Wine, especially red wine, contains flavonoids, a type of antioxidant believed to neutralize or prevent brain damage. The results don't mean people should necessarily start drinking more, notes Thomas Truelsen of Denmark's Institute of Preventive Medicine. But they could mean that an agent in red wine could become an important weapon in fighting dementia, he adds.  

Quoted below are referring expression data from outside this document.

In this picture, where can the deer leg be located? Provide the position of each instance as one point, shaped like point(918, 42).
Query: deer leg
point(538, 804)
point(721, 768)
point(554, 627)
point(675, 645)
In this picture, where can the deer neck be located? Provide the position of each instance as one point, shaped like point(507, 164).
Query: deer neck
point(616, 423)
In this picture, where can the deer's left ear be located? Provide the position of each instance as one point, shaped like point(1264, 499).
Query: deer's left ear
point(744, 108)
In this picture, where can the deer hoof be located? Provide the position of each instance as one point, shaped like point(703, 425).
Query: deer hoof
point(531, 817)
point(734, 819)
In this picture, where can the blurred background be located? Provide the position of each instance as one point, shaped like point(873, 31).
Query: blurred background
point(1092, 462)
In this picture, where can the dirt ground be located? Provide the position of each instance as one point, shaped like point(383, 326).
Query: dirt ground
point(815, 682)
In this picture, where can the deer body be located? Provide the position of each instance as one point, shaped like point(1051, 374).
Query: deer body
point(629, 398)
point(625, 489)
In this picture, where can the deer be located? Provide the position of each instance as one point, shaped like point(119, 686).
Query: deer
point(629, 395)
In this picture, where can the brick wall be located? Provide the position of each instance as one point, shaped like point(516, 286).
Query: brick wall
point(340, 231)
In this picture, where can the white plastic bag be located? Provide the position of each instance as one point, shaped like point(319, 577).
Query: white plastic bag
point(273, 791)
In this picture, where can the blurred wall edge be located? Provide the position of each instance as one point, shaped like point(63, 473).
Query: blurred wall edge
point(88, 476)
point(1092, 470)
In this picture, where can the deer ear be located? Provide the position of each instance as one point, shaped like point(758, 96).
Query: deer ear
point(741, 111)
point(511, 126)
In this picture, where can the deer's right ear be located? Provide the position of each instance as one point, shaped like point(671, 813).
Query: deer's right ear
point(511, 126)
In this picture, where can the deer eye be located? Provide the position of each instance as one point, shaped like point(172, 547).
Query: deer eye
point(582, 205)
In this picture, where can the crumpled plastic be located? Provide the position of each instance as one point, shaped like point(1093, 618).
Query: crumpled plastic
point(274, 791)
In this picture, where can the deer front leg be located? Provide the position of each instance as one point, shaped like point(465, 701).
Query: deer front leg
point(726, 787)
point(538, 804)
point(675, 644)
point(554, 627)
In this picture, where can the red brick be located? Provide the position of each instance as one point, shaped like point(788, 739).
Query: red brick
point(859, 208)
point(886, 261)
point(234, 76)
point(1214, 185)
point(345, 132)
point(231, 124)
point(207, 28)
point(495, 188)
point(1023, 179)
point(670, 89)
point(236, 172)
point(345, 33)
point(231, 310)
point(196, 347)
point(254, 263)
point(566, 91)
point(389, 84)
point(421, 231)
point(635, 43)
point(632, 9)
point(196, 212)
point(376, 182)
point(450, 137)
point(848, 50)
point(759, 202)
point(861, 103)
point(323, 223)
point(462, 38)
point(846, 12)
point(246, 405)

One final note: Make sure your parents and other older loved ones know there are glimmers of hope. Most elderly people still believe that memory problems are an inevitable part of aging about which nothing can be done. That was the conclusion reached last summer by Perla Werner, an associate professor of gerontology at the University of Haifa in Israel, after extensive interviews with 79 elderly people about their perceptions of memory problems and their decisions to seek -- or not to seek -- help.